Een andere opmerking is het gebrek aan validatie van het programma. Niet alle tips zijn op zichzelf onderzocht - laat staan bevestigd - dat ze effectief zijn. We hebben prospectieve cohortstudies op lange termijn nodig, waarbij naar verschillende factoren wordt gekeken om te zien welke factoren tot verwondingen kunnen leiden. De eerste tip van de auteur is dan ook om niets te veranderen als de loper geen ervaring heeft met loopblessures. De helft van de onderzochte steekproef had echter in de afgelopen 12 maanden geen letsel opgelopen, waardoor bijna alle andere tips voor deze subgroep irrelevant zijn.
Dit gaat mooi over in het volgende punt, naleving. Binnen de interventiegroep meldde slechts de helft van de deelnemers ten minste één ding van het programma in hun opleiding te hebben toegepast. Jammer genoeg weten we niet of ze werkelijk iets veranderd hebben. Het kan heel goed zijn dat de tip die zij "toepasten", deel uitmaakte van hun autoregulerende training. Het is moeilijk te zeggen of een programma "werkt" als het niet goed wordt uitgevoerd door de deelnemers. Wij zijn allemaal mensen die het moeilijk vinden om voor de lange termijn te plannen en tijd en energie te besteden aan zaken die niet op ons van toepassing lijken (zijnde het ontbreken van een huidige blessure). Misschien hadden de auteurs de deelnemers wat meer kunnen aansporen om deze implementatie te stimuleren. Dit zou echter op een bepaalde manier geautomatiseerd moeten worden, aangezien het opbellen van meer dan 2000 lopers om na te gaan of zij het gelezen en uitgevoerd hebben, een behoorlijk vervelende taak zou zijn voor onderzoekers.
Zoals gezegd, moeten we de auteurs prijzen voor het opzetten van zo'n groot onderzoek. De studie zou echter veel kleiner kunnen zijn. Het doel van de proef was te testen of een preventieprogramma superieur was. Om dit te testen is een eenzijdige t-toets voldoende. Een tweezijdige t-toets verlaagt je statistische power (wat betekent dat je meer deelnemers nodig hebt) omdat de toets in beide richtingen moet kijken. Er moet worden nagegaan of de interventiegegevens "beter" of "slechter" zijn dan die van de controlegroep. Men zou kunnen zeggen dat de auteurs wilden nagaan of de interventiegroep het slechter zou hebben gedaan, maar dit lijkt niet aannemelijk aangezien zij het een preventieprogramma noemen - niet gewoon een programma.

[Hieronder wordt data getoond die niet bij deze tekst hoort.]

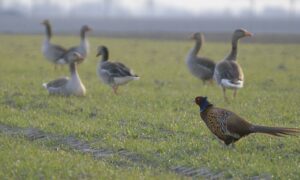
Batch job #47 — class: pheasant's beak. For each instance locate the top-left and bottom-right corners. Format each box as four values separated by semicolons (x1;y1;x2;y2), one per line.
245;32;253;37
189;34;195;39
96;52;101;57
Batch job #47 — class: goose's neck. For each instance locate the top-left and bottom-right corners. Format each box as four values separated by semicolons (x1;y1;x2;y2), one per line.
190;40;202;56
226;38;239;61
45;24;52;41
80;30;86;41
101;50;109;62
70;63;79;78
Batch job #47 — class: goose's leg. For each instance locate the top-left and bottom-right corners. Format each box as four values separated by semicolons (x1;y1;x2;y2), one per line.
233;89;237;98
112;86;118;95
222;87;228;102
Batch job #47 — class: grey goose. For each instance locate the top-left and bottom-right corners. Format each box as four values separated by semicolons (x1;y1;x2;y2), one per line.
96;46;140;94
186;32;215;84
214;29;252;101
43;52;86;96
41;20;68;67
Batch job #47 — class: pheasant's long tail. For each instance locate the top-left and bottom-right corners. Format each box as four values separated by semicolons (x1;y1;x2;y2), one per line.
251;125;300;136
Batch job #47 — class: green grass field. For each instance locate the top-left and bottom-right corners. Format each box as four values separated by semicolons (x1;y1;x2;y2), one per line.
0;35;300;179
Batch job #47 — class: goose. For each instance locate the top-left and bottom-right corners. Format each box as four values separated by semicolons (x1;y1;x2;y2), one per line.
214;29;252;101
43;52;86;96
96;46;140;94
66;25;92;59
186;32;215;84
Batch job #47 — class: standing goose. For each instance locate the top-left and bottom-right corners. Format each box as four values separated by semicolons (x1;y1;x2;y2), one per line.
186;32;215;84
41;20;67;67
96;46;140;94
66;25;92;59
214;29;252;101
43;52;86;96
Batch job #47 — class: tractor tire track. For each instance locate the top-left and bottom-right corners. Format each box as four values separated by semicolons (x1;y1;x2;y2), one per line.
0;122;272;179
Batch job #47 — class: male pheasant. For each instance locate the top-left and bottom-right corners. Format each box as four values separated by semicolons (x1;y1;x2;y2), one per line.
195;96;300;145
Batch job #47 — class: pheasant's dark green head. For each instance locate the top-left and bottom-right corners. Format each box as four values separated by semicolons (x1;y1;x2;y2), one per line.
195;96;212;112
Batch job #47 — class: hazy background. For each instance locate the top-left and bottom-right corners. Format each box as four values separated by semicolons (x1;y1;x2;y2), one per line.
0;0;300;42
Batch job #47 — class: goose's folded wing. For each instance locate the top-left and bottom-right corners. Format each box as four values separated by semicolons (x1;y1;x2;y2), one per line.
195;57;215;72
217;61;244;81
102;63;132;77
43;77;69;88
50;45;67;59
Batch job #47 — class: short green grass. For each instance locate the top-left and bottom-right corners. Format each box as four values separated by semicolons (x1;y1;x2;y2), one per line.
0;35;300;179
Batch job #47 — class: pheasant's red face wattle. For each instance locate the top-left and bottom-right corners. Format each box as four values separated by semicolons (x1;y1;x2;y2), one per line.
195;96;203;105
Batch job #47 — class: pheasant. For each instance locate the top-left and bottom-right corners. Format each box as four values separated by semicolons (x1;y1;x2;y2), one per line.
195;96;300;145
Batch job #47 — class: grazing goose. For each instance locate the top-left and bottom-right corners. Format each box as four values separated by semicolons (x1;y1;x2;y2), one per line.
214;29;252;101
67;25;92;59
186;33;215;84
96;46;140;94
43;52;86;96
41;20;67;67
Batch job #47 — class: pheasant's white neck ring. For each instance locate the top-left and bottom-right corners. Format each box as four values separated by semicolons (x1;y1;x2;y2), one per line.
199;99;212;112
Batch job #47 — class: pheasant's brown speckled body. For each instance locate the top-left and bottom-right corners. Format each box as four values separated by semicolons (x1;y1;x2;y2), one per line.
200;107;251;145
195;96;300;145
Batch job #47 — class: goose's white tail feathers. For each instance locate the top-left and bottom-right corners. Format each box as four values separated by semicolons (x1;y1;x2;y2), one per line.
114;76;140;85
57;58;66;64
221;79;244;89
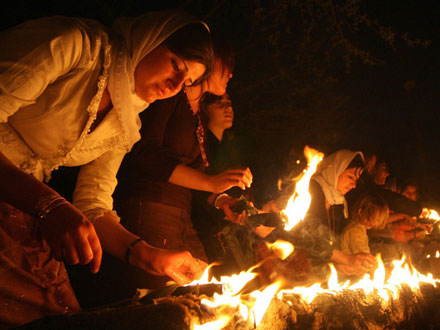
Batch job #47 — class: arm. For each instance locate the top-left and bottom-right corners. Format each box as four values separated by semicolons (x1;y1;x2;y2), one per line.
95;213;202;284
168;164;252;193
0;153;102;272
74;149;201;283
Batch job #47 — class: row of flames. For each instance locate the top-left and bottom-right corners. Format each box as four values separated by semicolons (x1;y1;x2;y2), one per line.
189;147;440;330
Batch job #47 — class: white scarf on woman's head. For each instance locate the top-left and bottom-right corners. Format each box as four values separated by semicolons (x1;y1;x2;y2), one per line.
312;149;364;218
108;11;209;150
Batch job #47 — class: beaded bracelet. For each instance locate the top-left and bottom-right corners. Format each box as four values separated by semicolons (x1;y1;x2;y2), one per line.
212;193;229;210
125;238;143;263
35;195;69;222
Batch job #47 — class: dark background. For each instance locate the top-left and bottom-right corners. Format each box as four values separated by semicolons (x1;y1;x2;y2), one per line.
1;0;440;205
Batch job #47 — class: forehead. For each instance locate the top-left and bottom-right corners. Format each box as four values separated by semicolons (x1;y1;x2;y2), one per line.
404;185;417;192
342;167;364;178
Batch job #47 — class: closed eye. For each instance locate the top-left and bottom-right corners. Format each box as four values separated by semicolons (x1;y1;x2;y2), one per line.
171;58;180;72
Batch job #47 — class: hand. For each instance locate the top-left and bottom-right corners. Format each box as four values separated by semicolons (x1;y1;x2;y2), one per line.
261;199;281;213
209;168;253;194
254;225;275;238
215;195;252;225
41;203;102;273
349;252;377;271
130;241;207;284
334;263;367;276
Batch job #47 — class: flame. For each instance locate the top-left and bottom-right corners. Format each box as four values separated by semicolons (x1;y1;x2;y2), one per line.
420;207;440;221
266;239;295;260
250;281;281;326
193;315;232;330
281;146;324;231
186;146;440;330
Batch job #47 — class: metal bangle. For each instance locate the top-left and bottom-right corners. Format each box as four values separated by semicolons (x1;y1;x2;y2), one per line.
125;238;143;263
212;193;229;210
35;195;68;222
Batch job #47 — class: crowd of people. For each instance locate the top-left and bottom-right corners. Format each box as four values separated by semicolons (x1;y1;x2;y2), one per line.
0;11;432;327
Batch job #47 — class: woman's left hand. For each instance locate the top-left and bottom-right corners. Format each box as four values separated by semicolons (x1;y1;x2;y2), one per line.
215;194;247;225
130;241;207;284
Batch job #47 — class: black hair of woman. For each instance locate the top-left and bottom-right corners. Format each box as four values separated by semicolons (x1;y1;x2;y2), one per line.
162;23;214;85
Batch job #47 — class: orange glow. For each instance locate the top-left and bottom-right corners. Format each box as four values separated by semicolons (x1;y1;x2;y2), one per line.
281;146;324;231
266;239;295;260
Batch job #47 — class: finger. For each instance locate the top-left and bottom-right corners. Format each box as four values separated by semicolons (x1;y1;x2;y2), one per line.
63;237;79;265
75;235;93;265
180;253;205;280
51;244;64;261
89;234;102;274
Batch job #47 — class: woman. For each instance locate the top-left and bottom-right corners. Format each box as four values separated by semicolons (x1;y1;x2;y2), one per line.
294;149;375;275
115;34;251;288
191;93;255;275
0;12;212;326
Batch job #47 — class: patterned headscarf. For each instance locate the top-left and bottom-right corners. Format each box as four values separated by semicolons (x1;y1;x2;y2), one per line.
312;149;364;218
108;11;209;149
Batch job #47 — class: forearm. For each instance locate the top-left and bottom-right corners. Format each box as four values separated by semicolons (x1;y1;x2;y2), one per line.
168;164;213;192
330;250;350;264
94;212;138;260
0;152;61;214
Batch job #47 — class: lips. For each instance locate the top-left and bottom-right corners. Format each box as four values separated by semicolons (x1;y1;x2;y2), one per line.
157;85;166;97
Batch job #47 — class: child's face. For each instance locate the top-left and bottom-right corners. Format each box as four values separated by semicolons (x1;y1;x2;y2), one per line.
336;167;362;195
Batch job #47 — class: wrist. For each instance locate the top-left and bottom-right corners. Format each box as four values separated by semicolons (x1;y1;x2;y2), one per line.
34;194;69;224
213;193;229;210
124;238;143;264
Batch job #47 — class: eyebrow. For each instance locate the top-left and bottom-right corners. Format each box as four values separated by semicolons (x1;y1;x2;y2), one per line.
180;58;194;85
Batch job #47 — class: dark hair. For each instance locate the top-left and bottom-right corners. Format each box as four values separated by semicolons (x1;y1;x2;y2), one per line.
398;178;419;193
351;193;389;229
212;33;235;72
346;154;365;175
200;93;223;107
346;154;365;169
162;23;214;85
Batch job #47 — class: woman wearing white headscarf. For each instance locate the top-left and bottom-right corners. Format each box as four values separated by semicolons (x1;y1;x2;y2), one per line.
0;12;212;326
297;149;375;275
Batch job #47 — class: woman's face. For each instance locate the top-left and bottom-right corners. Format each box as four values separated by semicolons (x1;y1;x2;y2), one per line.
208;59;232;95
207;93;234;130
134;46;206;103
373;162;390;186
336;167;362;195
402;185;419;201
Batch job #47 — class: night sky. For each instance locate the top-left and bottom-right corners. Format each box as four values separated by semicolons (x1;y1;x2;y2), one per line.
1;0;440;204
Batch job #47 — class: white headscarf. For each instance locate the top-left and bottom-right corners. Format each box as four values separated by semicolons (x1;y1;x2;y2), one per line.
312;149;364;218
108;11;209;150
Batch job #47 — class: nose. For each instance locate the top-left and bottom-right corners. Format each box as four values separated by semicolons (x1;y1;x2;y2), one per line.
351;180;356;189
166;75;185;92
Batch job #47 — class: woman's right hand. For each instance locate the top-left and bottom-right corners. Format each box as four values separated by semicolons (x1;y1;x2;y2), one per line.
41;203;102;273
129;241;207;284
209;167;253;194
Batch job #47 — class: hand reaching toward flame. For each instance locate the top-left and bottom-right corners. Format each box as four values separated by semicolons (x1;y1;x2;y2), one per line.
41;203;102;273
130;241;207;284
210;167;253;193
330;250;377;275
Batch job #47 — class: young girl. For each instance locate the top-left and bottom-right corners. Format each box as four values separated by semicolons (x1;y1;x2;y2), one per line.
341;194;389;254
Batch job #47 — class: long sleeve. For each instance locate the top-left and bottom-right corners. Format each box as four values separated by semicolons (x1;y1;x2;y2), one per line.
73;147;126;222
341;224;370;254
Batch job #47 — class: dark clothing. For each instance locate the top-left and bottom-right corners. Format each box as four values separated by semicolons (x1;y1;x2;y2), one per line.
191;130;255;274
306;180;348;238
291;180;347;265
115;92;206;210
346;172;422;217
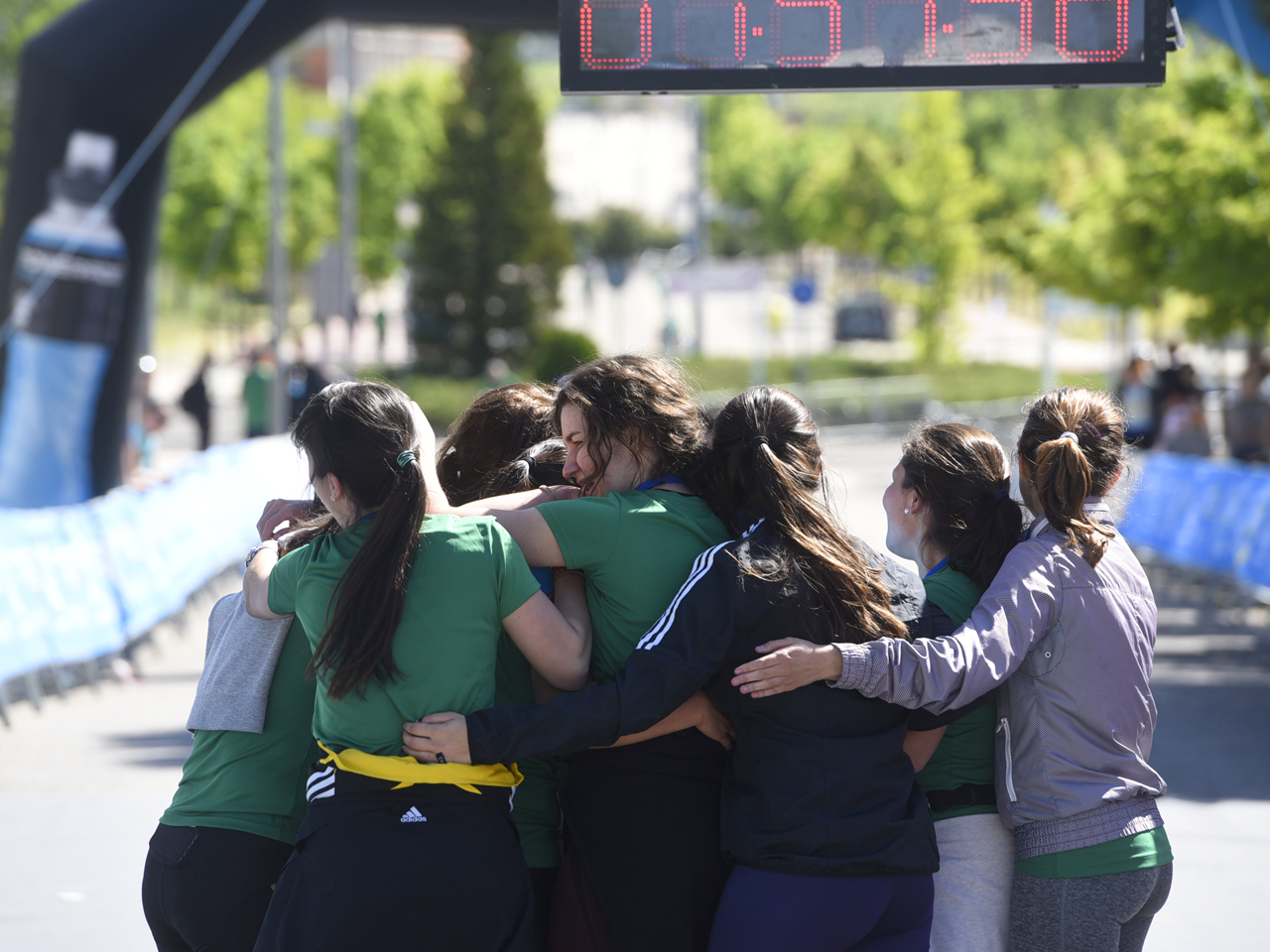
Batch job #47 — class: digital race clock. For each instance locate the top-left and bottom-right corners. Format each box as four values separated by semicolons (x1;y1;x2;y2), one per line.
560;0;1170;92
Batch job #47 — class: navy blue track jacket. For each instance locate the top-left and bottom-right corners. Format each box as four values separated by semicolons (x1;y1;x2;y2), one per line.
467;523;939;877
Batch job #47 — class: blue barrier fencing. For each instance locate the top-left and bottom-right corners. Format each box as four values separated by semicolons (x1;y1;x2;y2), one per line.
0;436;308;683
1120;453;1270;598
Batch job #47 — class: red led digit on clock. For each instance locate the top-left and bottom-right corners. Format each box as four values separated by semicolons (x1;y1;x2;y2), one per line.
961;0;1031;62
579;0;653;69
772;0;842;66
675;0;741;67
1054;0;1129;62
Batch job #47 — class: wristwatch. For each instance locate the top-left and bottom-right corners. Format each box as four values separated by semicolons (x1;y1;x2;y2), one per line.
242;539;278;568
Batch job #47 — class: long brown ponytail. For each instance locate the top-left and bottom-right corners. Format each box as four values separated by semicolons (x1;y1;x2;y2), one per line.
698;387;908;641
1019;387;1124;566
555;354;708;495
291;381;426;699
899;422;1024;589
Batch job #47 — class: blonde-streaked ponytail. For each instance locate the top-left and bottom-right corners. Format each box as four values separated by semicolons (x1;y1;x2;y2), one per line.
1019;387;1124;566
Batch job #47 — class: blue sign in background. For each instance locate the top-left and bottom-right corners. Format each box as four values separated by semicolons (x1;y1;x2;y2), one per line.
0;438;306;680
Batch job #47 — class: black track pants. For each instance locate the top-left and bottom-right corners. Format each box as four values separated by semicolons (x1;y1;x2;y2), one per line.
141;824;292;952
560;730;729;952
255;772;534;952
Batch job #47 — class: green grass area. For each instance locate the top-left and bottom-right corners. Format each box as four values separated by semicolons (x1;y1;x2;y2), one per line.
383;354;1106;429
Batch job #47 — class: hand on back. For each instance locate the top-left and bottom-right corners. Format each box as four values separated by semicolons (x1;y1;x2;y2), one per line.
731;639;842;697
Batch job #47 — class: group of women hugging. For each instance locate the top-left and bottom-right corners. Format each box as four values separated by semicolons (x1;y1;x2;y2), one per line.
142;355;1172;952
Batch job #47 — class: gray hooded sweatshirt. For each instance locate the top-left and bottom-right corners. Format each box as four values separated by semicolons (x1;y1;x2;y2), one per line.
833;498;1165;860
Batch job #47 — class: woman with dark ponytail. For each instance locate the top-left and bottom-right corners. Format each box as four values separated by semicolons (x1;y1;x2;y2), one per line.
883;422;1022;952
734;387;1172;952
244;381;590;952
405;387;939;952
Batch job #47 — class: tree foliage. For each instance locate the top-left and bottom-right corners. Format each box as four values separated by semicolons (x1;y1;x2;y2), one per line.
412;32;572;376
1012;41;1270;336
710;92;994;358
710;36;1270;357
357;67;457;281
160;69;339;294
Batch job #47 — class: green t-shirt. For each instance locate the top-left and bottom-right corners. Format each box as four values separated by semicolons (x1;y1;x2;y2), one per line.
917;566;997;820
1015;826;1174;880
539;490;731;684
269;516;539;757
242;364;273;430
494;632;560;870
160;621;321;843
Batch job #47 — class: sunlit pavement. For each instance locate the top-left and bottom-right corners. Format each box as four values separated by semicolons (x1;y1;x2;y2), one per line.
0;427;1270;952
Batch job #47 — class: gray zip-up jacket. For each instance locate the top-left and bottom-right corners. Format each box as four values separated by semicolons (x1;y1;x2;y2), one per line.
833;498;1165;860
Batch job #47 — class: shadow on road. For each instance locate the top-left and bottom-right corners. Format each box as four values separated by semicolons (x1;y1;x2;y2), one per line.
109;731;194;767
1151;683;1270;801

Dit is een goede studie en draagt bij tot de kennis over het voorkomen van loopblessures. De resultaten zouden anders kunnen uitvallen indien de naleving/implementatie in toekomstige proeven zou kunnen worden verbeterd. Echter, wij heb nodig eerst prospectieve cohortstudies op lange termijn om te onderzoeken wat de risicofactoren werkelijk zijn, voordat we in verzonnen "preventie"-proeven tot een conclusie kunnen komen.
Loop niet het risico dat u potentiële rode vlaggen over het hoofd ziet of dat u lopers gaat behandelen op basis van een verkeerde diagnose! Deze webinar zal voorkomen dat u dezelfde fouten begaat als veel therapeuten!